What is ideal quick ratio
The ideal quick ratio is thought to be 1:1, allowing the company to pay off all short-term obligations without running into liquidity issues, i.e., without having to sell investments or fixed assets.
What is standard liquid ratio
Answer: 1:1. To put it another way, it is the ratio of current liabilities to quickly available or liquid assets, which are current assets that can presumably be quickly converted to cash at prices close to their book values.
What is debt/equity ratio
Simply put, the ratio of the total long-term debt and equity capital in the business is known as the debt-equity ratio. It measures the relative contribution of creditors and shareholders or owners in the capital employed in business.
How is the current ratio calculated
Potential creditors use the current ratio to assess a companys liquidity or capacity to settle short-term debts. The current ratio compares current assets to current liabilities and is calculated by dividing current assets by current liabilities.
How does debtors collection decrease current ratio
Was this answer helpful? Collecting various debts would increase cash inflow and decrease the amount of debtors, so there would be no change in current assets and no impact on the current ratio.
What does debt to equity ratio indicate
The debt-to-equity (D/E) ratio measures how much leverage a company is using by comparing its total liabilities to its shareholder equity. Higher leverage ratios typically signify a company or stock with higher risk to shareholders.
What does margin of protection to creditors mean
based on earnings before interest expanse and income taxes because this is the amount available for making interest payments. 1: inadequate. >2: sufficient to protect long term creditors. measures ability to make interest payments, ability to meet its long-term obligations, and margin of protection for creditors.

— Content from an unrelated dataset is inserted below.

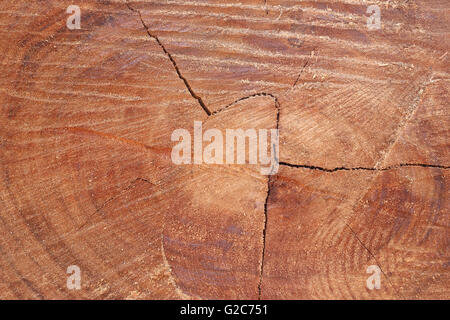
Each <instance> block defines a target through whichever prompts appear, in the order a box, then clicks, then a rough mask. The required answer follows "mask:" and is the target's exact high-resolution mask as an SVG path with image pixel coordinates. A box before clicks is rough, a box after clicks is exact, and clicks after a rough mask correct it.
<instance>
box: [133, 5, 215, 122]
mask: <svg viewBox="0 0 450 320" xmlns="http://www.w3.org/2000/svg"><path fill="white" fill-rule="evenodd" d="M126 4H127V7H128V8H129V9H130V10H131V11H133V12H136V13H137V14H138V15H139V19H140V20H141V23H142V25H143V26H144V28H145V30H146V31H147V34H148V35H149V36H150V37H151V38H153V39H155V40H156V42H157V43H158V45H159V46H160V47H161V49H162V50H163V51H164V53H165V54H166V56H167V57H168V58H169V60H170V62H171V63H172V65H173V67H174V68H175V71H176V73H177V75H178V77H179V78H180V79H181V80H183V82H184V85H185V86H186V88H187V90H188V91H189V93H190V94H191V96H192V97H193V98H194V99H196V100H197V101H198V103H199V104H200V106H201V107H202V109H203V110H204V111H205V113H206V114H207V115H208V116H210V115H211V111H210V110H209V109H208V107H207V106H206V105H205V103H204V102H203V100H202V98H201V97H200V96H198V95H197V94H196V93H195V92H194V90H193V89H192V87H191V85H190V84H189V82H188V81H187V79H186V78H185V77H184V76H183V75H182V74H181V71H180V69H179V68H178V66H177V63H176V62H175V60H174V58H173V57H172V55H171V54H170V52H169V51H167V49H166V47H165V46H164V45H163V44H162V43H161V41H160V40H159V38H158V36H157V35H155V34H153V33H152V32H151V31H150V29H149V28H148V27H147V25H146V24H145V22H144V19H143V18H142V15H141V12H140V11H139V10H136V9H134V8H133V7H132V6H131V5H130V3H129V1H128V0H126Z"/></svg>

What does the debt ratio measure
The term “debt ratio” refers to a financial ratio that assesses the degree of a companys leverage and is defined as the ratio of total debt to total assets, expressed as a decimal or%age, or as the%age of a companys assets that are financed by debt.
What is cash coverage ratio
The cash coverage ratio, which is defined as a ratio of the cash available to the amount of interest to be paid, is helpful for determining the amount of cash available to pay for a borrowers interest expense.
What does Roa stand for in finance
The return on assets (ROA), also known as the return on total assets, is a metric for gauging how much money a company makes off of its capital.
What is the current ratio quizlet
The current ratio is a liquidity ratio that assesses a companys capacity to meet both short-term and long-term obligations by comparing the total assets of that company—both liquid and illiquid—to the total liabilities of that company.
What is total asset turnover ratio
The asset turnover ratio, also known as the total asset turnover ratio, is a formula that equals net sales divided by the total or average assets of a company. It measures how effectively a company uses its assets to generate sales.
What does the equity multiplier measure
Investors evaluate a companys equity multiplier in the context of its industry and its peers. The equity multiplier is a measure of the portion of the companys assets that is financed by stock rather than debt. Generally, a high equity multiplier indicates that a company has a higher level of debt.
What does it mean when the current ratio index shows 50
In the example above, the company has a ratio lower than the banks minimum requirement, which means the business has at least 50% more assets than liabilities, giving it some flexibility to meet its financial obligations.
How do you calculate debt ratio in accounting
Total debt includes a companys short- and long-term liabilities (such as credit lines, bank loans, and so forth), while total assets include current, fixed, and intangible assets (such as property, equipment, goodwill, etc.). To calculate a companys debt ratio, simply divide the total debt by the total assets.
What type of ratio is times interest earned
By dividing a companys EBIT by its interest expense, though variations affect both of these numbers, the times interest earned ratio is a solvency metric that assesses how well a company can pay its debt obligations.
What is Times Interest Earned ratio quizlet
The numerator (net income plus interest expense and income tax expense) divided by the denominator (interest expense) is known as the times interest earned ratio.